Rakyat kecil yang semestinya dilindungi justru semakin terbebani. Pajak dipungut dari seluruh kalangan tanpa mempertimbangkan kemampuan. Bahkan, mereka yang berpenghasilan pas-pasan tetap dikenakan pajak, sedangkan para pengusaha besar kerap memperoleh fasilitas khusus, insentif, atau keringanan melalui kebijakan seperti tax amnesty.

Dalam praktiknya, kebijakan pajak ini bersifat zalim. Harta diambil dari rakyat yang lemah, namun manfaatnya sering kali diarahkan pada pembangunan yang lebih menguntungkan kaum kapitalis. Alih-alih menyejahterakan masyarakat miskin, pajak justru menambah jurang ketimpangan.

Pilar Kesejahteraan dalam Sistem Islam : Dharibah, Zakat, dan Wakaf

Dalam Islam, zakat, wakaf, dan dharibah memiliki kedudukan yang jelas dan berbeda. Zakat merupakan kewajiban ibadah bagi setiap muslim yang hartanya telah mencapai nisab dan haul, dengan distribusi terbatas kepada delapan golongan sebagaimana ditetapkan dalam syariat. Wakaf bersifat sukarela sebagai amal sunnah yang ditujukan untuk kepentingan sosial dan pelayanan umat. Sementara itu, pajak dalam Islam dikenal dengan istilah dharibah. Pungutannya bersifat temporer, hanya dibebankan kepada kaum muslimin yang kaya, dan diberlakukan ketika kas Baitul Mal kosong serta terdapat kebutuhan mendesak, seperti pembiayaan jihad atau penanggulangan bencana.
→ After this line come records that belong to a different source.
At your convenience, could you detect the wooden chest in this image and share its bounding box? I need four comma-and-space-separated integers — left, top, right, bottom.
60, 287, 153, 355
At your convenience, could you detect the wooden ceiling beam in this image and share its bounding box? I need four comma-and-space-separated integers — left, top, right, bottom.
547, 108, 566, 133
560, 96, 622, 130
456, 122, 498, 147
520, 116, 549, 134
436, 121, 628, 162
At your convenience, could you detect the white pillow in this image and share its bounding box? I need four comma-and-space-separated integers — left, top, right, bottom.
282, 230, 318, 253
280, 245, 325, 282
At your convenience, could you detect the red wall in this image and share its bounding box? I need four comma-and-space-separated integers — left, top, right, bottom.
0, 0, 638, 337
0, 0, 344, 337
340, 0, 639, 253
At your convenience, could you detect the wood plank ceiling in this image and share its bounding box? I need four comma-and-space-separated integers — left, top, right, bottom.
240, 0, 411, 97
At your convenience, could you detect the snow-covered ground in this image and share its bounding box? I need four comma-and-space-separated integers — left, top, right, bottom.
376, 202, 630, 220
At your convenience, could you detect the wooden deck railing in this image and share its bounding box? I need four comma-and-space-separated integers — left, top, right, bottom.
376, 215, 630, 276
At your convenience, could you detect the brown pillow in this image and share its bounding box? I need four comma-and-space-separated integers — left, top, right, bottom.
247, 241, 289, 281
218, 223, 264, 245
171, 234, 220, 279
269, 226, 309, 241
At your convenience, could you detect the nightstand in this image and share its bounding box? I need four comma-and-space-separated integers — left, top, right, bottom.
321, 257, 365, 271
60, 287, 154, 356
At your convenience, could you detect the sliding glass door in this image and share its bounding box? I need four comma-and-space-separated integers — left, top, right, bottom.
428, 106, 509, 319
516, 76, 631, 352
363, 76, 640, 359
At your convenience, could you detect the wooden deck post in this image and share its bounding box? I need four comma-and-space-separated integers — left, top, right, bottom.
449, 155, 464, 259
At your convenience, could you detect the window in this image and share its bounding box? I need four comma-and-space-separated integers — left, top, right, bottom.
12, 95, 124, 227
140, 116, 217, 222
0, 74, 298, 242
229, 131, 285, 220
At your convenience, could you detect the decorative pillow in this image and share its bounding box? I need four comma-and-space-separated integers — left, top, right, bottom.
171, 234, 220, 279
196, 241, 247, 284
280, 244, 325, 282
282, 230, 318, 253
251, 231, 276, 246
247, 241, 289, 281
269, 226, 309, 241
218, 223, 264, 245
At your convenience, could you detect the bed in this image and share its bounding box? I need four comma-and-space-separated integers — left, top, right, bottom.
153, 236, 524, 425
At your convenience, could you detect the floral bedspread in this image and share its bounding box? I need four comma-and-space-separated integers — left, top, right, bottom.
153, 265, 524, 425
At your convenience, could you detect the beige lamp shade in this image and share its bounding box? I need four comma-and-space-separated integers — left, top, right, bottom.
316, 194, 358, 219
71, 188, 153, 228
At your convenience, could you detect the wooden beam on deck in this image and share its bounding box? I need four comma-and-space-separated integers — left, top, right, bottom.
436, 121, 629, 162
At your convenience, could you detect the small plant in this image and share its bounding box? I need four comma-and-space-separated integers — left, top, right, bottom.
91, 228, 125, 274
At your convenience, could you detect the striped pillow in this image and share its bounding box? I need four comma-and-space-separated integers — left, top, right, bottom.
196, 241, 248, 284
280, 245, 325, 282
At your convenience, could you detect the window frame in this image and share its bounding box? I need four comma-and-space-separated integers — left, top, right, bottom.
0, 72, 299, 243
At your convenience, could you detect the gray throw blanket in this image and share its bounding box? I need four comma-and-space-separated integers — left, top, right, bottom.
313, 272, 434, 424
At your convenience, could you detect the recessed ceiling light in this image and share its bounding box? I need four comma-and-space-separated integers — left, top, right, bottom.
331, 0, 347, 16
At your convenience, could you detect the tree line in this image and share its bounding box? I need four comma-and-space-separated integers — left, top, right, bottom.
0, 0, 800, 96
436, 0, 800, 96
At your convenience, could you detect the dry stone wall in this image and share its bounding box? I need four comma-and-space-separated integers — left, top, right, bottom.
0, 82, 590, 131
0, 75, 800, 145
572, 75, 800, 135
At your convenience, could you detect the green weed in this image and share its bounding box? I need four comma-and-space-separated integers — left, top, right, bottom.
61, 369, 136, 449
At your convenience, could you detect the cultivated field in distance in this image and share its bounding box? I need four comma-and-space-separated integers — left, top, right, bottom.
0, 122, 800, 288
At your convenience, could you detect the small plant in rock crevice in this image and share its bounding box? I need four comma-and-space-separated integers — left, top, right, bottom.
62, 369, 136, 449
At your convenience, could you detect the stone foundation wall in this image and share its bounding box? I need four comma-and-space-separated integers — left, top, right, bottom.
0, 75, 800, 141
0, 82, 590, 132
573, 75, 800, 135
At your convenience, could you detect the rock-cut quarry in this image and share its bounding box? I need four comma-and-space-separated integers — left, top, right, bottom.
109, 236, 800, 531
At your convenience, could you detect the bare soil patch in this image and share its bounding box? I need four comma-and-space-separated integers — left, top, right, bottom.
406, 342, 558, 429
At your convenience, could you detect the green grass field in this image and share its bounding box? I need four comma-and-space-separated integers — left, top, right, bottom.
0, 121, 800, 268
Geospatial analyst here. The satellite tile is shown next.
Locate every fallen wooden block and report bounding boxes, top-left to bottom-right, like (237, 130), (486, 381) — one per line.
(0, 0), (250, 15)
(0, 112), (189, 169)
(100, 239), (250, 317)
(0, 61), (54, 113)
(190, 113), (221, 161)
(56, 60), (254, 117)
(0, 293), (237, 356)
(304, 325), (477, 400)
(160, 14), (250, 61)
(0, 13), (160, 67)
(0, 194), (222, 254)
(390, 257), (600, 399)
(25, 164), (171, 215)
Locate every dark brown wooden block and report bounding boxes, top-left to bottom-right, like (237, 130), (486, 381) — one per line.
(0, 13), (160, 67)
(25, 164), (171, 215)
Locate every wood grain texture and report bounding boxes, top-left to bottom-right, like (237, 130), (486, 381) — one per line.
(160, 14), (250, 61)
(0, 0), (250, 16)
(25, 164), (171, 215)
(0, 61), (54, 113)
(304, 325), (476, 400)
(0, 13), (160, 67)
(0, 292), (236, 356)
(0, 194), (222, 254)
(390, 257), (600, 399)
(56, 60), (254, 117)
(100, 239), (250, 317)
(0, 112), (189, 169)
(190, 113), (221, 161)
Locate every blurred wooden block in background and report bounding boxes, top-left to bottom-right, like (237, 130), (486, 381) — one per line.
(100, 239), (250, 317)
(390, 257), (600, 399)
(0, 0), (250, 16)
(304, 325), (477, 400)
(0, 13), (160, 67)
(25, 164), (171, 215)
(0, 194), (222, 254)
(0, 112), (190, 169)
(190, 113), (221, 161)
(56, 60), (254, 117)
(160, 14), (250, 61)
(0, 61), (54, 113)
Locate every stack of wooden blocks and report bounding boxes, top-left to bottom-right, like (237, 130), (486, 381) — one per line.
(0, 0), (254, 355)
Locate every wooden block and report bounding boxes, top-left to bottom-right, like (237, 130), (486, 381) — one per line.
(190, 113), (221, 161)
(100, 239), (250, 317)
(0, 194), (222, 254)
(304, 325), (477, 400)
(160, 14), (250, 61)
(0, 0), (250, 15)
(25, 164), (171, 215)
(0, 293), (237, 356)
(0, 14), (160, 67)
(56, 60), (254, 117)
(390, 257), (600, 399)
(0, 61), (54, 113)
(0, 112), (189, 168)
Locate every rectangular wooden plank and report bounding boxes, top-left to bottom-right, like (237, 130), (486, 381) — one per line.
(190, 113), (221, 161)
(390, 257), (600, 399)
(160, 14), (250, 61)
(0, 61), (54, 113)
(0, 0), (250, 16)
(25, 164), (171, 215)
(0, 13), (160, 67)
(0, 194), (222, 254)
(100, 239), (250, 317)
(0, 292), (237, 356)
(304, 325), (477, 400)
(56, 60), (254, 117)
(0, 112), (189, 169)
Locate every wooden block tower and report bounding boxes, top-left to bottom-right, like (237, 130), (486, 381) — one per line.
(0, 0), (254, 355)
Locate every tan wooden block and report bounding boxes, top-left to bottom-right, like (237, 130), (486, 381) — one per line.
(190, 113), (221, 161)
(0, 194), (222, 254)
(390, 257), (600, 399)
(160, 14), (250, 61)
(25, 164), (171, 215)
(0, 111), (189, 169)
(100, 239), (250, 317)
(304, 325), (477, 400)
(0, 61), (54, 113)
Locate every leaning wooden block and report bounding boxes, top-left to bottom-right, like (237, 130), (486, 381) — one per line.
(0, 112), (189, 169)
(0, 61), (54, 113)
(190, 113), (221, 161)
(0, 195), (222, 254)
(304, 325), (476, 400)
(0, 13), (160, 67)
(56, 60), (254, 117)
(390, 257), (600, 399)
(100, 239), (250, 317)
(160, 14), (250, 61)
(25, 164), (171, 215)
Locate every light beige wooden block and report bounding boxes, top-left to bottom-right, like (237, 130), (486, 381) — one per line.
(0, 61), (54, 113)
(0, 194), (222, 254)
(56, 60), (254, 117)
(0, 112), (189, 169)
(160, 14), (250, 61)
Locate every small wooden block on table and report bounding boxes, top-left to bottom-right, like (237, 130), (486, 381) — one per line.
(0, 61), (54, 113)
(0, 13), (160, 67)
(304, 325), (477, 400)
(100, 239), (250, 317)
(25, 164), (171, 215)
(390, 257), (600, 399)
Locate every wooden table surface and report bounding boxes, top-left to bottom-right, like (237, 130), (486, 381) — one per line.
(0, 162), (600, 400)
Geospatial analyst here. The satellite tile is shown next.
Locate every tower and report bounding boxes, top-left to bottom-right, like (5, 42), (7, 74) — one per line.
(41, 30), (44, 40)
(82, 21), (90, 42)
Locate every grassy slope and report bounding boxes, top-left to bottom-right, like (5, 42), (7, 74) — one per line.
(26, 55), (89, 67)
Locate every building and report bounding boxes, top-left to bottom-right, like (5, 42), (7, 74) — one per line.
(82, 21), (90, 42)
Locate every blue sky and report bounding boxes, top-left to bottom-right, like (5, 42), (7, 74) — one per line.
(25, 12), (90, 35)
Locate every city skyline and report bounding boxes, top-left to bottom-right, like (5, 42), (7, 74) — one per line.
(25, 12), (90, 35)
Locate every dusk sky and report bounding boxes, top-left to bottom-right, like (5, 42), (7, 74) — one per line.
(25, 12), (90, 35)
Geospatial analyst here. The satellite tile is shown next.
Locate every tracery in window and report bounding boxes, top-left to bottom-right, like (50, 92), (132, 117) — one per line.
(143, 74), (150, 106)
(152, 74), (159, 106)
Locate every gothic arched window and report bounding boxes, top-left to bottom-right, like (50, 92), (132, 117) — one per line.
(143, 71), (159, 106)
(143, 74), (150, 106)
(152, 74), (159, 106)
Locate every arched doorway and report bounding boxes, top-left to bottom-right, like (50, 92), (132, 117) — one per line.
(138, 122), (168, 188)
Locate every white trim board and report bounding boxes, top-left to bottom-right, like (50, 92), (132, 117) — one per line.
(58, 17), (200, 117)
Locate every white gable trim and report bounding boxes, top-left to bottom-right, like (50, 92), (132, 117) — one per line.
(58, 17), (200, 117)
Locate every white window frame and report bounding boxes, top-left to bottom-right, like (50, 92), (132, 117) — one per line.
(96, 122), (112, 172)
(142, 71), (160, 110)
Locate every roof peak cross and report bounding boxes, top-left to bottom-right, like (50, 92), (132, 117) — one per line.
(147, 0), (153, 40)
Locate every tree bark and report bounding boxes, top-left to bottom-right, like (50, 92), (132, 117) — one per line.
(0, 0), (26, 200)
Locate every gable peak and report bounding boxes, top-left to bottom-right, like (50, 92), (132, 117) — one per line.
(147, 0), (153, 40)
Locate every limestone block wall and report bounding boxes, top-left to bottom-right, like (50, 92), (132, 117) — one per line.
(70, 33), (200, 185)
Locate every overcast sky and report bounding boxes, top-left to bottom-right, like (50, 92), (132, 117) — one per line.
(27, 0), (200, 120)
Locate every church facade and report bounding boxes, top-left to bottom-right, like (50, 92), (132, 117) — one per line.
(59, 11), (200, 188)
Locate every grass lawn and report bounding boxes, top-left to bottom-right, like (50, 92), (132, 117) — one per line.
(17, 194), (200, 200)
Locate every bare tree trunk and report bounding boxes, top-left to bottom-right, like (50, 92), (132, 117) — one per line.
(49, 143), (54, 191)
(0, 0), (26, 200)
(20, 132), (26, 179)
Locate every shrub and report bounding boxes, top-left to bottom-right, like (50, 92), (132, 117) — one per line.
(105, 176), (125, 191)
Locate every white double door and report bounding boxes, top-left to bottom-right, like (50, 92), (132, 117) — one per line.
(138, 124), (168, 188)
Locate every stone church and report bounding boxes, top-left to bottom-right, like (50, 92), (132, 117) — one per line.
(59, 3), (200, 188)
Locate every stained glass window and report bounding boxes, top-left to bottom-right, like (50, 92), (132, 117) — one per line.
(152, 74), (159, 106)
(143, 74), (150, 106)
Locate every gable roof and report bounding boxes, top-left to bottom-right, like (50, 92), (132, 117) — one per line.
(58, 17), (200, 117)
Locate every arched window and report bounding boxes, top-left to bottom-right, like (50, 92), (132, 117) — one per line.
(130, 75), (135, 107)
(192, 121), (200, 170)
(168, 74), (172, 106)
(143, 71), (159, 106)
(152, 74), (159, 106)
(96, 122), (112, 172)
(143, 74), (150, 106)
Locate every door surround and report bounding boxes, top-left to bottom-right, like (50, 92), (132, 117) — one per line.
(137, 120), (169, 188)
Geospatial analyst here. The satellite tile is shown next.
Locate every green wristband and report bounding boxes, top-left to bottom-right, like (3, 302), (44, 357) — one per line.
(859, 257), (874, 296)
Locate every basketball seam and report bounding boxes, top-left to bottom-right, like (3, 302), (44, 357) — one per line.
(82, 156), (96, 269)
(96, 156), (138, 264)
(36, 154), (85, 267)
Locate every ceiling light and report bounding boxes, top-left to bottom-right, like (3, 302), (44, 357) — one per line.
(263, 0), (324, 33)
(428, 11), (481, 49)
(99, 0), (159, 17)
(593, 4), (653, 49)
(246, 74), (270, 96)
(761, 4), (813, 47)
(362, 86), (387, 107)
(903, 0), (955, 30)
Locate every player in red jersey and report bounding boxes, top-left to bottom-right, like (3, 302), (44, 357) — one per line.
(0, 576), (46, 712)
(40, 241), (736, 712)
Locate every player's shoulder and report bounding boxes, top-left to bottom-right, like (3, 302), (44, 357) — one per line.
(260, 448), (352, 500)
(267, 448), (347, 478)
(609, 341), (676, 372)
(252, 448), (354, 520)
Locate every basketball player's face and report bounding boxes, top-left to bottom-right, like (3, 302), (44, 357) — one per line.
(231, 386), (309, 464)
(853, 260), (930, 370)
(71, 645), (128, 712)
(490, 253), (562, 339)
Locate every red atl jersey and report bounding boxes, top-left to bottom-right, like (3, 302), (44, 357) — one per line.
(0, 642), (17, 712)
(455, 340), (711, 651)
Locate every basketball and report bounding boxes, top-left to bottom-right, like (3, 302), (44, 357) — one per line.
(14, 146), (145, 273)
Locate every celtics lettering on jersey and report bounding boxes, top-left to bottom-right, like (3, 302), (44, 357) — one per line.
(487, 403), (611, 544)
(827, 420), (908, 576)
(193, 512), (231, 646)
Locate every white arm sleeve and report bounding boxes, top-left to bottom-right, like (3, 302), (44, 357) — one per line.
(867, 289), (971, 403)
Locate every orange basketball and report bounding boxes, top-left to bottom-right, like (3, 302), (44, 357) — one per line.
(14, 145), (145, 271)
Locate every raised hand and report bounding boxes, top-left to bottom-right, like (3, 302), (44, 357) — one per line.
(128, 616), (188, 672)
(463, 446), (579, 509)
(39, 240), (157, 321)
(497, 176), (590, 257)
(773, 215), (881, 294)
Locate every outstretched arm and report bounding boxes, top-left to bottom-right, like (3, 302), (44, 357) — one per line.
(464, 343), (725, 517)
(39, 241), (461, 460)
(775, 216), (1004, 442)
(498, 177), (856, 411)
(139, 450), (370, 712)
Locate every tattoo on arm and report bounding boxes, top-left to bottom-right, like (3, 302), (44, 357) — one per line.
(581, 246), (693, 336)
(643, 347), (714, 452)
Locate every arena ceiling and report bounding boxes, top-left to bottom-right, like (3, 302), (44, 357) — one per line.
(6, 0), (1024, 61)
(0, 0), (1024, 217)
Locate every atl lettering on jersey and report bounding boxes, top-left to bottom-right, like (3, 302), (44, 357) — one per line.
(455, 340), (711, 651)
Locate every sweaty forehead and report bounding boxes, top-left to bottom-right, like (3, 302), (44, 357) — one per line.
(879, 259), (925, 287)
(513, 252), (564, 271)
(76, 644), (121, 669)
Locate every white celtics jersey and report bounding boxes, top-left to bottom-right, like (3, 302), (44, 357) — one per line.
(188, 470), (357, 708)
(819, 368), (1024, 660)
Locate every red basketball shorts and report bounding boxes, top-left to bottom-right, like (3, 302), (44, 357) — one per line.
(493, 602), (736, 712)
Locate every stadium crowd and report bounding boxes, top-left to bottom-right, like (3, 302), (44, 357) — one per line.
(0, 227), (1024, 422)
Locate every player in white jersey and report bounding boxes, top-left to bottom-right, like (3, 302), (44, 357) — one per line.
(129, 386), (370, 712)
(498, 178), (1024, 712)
Islam juga menetapkan bahwa sumber daya alam strategis, seperti minyak, gas, dan listrik, merupakan milik umum yang wajib dikelola negara. Keuntungan dari pengelolaan tersebut masuk ke Baitul Mal dan menjadi sumber utama pembiayaan negara. Dengan cara ini, negara memiliki fondasi finansial yang kuat tanpa harus membebani rakyat dengan pajak terus-menerus. Lebih dari itu, sistem ekonomi Islam mendorong inovasi dalam pengelolaan zakat dan wakaf agar lebih efektif, transparan, dan modern. Pemanfaatan teknologi digital, aplikasi, serta mekanisme akuntabilitas dapat meningkatkan kepercayaan publik sekaligus memperkuat peran zakat dan wakaf dalam pemerataan kekayaan.

Dengan penerapan sistem Islam secara kaffah, kesejahteraan rakyat akan terjamin. Distribusi kekayaan berjalan adil, rakyat terbebas dari jeratan pajak yang menindas, dan negara mampu berdiri mandiri secara finansial. Inilah perbedaan mendasar antara kapitalisme yang menekan rakyat dan Islam yang membawa kesejahteraan bagi rakyat.